Vali muavini ile konuşan ‘Büyük Ağa’ ise demokrasiden şikâyetçidir! “Nirden icad oldu bu demirkırasi? Irgat, maraba güruhuna kabahatli olduk bayağı. Paramızla irezil oluyok!”

Parası olmak bir ‘güruha’ istediğini yapmak için yeterlidir ‘Büyük Ağa’ya göre. Demokrasi ise kendilerine zarar vermiştir.

Vali muavini ise ‘tehlike’nin olmadığını söyler: “Olur efendim,”, “Ufak tefek meseleler bunlar. Maazallah Evropa’daki gibi olsalar.”

Öyle ki vali muavini Türkiye’deki işçilerle Avrupa’dakiler arasındaki farktan dolayı işçileri de dinlemek gerektiğini söyler. Devlete de hakem rolü verir.

“Burası Avrupa değil Beyefendi!”

“Olabilirdi.

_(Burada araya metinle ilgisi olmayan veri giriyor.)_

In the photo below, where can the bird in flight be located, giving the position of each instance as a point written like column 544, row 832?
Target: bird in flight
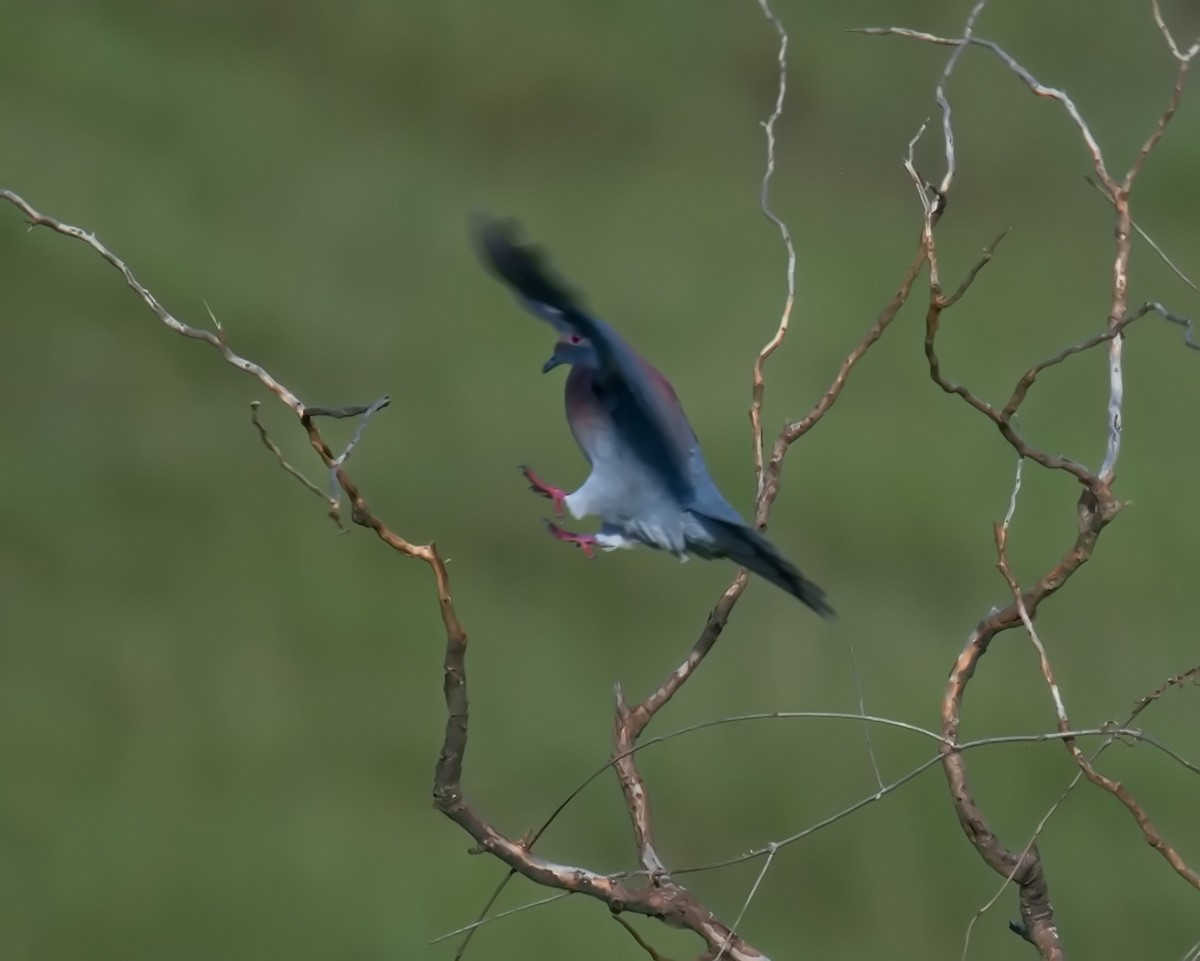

Aralarında yüz, yüz elli senelik fark var bereket versin ama asrımız uçak asrı, atom asrı… Bu yol belki hızla kapanacak… Bilinmez ki.”

Ancak bu tutum işverenin hoşuna gitmemektedir: “Sallandırıver bir ikisini…”

‘Elebaşı’ işçilerin sevk edileceği savcının ‘grev’ sözcüğünü duyduğunda gösterdiği tavır otoritenin işçi hareketine bakışını anlamak için önemlidir: “(..) Grev mi dediniz? Dehşet! (…)”

Savcı ile işverenin aynı fikirde olması dikkat çekicidir: “Burayı İtalya yahut Fransa sanmış köpoolları”

Yine savcıya göre nasıl böyle bir şeye cesaret edebilirler, bu cesaretin neye mal olacağını anlamamışlar mı? Ama ziyanı yok kendileri bunu anlatacaklardır işçilere: “… Mamafih, anlatacağız elbette.”

Türkiye, grev sözcüğü duyulduğunda ‘dehşet’e düşülen bir ülke iken 15-16 Haziran’ı, 1 Mayıs 1977’yi gördü. Ancak işçi sınıfının hak arama mücadelesinin gerçek bir serbestî içinde olmadığı da bir olgu olarak belirgindir. İşçi sınıfının hakkını tamamen aldığı, eşit ve özgür bir dünyanın kurulması için elbette işçi sınıfını ısrarla yazan kalemlere ihtiyaç var. Orhan Kemal ve yazdıkları bu gayretin önünü aydınlatacak bir ışık olmaya devam ediyor.